Majorité silencieuse

Si les aspirations indépendantistes ne sont pas nouvelles et reposent largement sur des revendications économiques, notamment en raison du manque d'investissement de l'état espagnol dans l'une des régions les plus importantes en terme de PIB, elles seraient même en baisse ces dernières années. Les derniers sondages post-référendum montraient que le oui l'emportait avec 44,1%, contre 37,1% pour le non et 17,8% de bulletins nul et blanc. En clair, une majorité certes, mais relative. Si 90% des votants ont répondu oui au référendum d'autodétermination, la participation était elle que de 42,3%.

"Dans le catalanisme politique, l'indépendantiste a toujours été minoritaire", rappelle Christian Hoarau, économiste et professeur titulaire de chaire du Conservatoire national des Arts et Métiers*, qui livre des chiffres provenant de sondages commandés par le gouvernement catalan. "Plus de 30% des Catalans veulent conserver le statut actuel, 35% veulent un état indépendant, dans les années antérieures elles étaient 48,5% et 22% se prononcent pour une Espagne fédérale."

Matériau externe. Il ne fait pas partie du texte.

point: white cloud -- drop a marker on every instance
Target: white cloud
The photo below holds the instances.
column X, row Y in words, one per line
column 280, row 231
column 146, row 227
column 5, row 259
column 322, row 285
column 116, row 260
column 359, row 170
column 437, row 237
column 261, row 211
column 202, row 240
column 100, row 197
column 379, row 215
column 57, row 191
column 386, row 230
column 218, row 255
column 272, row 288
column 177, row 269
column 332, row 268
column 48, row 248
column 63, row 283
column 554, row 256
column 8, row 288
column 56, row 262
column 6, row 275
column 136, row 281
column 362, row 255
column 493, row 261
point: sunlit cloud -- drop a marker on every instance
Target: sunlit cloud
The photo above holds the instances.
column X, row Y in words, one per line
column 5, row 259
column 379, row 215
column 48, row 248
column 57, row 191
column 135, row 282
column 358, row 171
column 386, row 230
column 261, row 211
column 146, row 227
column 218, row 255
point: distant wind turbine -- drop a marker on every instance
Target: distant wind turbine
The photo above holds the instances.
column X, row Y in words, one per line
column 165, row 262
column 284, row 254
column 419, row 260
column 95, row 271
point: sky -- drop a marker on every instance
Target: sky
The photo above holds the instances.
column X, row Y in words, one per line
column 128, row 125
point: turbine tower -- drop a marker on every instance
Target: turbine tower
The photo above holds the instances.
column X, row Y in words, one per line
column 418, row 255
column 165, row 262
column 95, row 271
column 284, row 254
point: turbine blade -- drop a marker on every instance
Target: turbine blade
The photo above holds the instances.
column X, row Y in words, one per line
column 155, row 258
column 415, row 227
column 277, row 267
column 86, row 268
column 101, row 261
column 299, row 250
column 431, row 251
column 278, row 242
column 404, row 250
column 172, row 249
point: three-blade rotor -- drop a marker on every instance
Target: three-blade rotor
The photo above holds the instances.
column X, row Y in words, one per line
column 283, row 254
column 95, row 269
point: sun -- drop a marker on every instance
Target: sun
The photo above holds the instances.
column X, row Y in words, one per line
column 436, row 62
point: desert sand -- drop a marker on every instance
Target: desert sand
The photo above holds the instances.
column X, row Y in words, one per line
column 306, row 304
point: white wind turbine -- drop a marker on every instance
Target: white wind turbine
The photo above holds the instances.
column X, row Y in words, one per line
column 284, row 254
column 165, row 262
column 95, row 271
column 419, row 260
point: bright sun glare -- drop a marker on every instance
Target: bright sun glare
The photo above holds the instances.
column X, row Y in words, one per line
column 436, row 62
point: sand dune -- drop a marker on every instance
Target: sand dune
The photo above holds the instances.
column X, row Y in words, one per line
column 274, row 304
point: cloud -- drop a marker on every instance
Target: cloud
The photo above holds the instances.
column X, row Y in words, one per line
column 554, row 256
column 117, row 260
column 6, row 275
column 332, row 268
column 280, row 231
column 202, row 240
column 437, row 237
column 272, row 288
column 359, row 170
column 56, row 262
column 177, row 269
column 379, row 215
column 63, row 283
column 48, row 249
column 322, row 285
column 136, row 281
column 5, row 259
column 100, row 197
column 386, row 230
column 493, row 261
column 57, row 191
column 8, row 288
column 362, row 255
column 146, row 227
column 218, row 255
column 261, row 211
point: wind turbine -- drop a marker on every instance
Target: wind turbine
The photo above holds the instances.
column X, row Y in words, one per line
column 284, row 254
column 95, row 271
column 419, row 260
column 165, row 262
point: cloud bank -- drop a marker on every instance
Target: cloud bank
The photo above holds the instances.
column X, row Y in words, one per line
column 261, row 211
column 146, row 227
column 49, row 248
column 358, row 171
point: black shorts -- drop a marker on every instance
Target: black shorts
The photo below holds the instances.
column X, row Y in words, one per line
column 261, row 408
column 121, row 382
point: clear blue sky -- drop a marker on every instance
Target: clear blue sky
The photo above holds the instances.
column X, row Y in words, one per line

"Aujourd’hui, une seule couleur politique est visible dans la région", confirme à France 24 Miriam Tey, vice-présidente de la Société civile catalane, une association qui oeuvre pour la cohésion entre les Catalans et le reste du pays. Selon elle, les médias locaux participeraient à ce traitement partial de la répartition entre pro et anti-indépendance.

Immobilisme de Madrid

Défense d'une culture, d'une langue... même si cette volonté n'est pas nouvelle, les indépendantistes combattent notamment le refus de Madrid de faire évoluer le modèle fiscal de la région mais aussi le manque d'investissement, notamment en terme d'infrastructures, de l'Etat espagnol en Catalogne. Et la ferveur pour une sécession viendrait plus de cette attitude que d'un rêve d'indépendance. "Le soutien populaire aux indépendantistes vient de l'immobilisme de Madrid, analyse Christian Hoarau. Le meilleur allié de ces indépendantistes, ça a toujours été Mariano Rajoy (le Premier ministre espagnol, NDLR) quand il a développé une politique d'immobilisme."

Le référendum interdit de dimanche pourrait également changer la donne. Selon les sondages, près de 80% des électeurs souhaiteraient un référendum légal et accordé avec l'État. Et les violences policières qui ont émaillé le scrutin favoriseraient la cause indépendantiste. Certes elles ont été condamnées timidement par l'Union européenne, mais ont eu un impact fort dans l'opinion. "Les violences renforcent la cause des indépendantistes, confirme le chercheur. Des gens qui votaient non, vote oui aujourd'hui. On se dirige vers une situation imprévisible."

* Christian Hoarau, auteur de La Catalogne dans tous ses états, aux éditions L'Harmattan.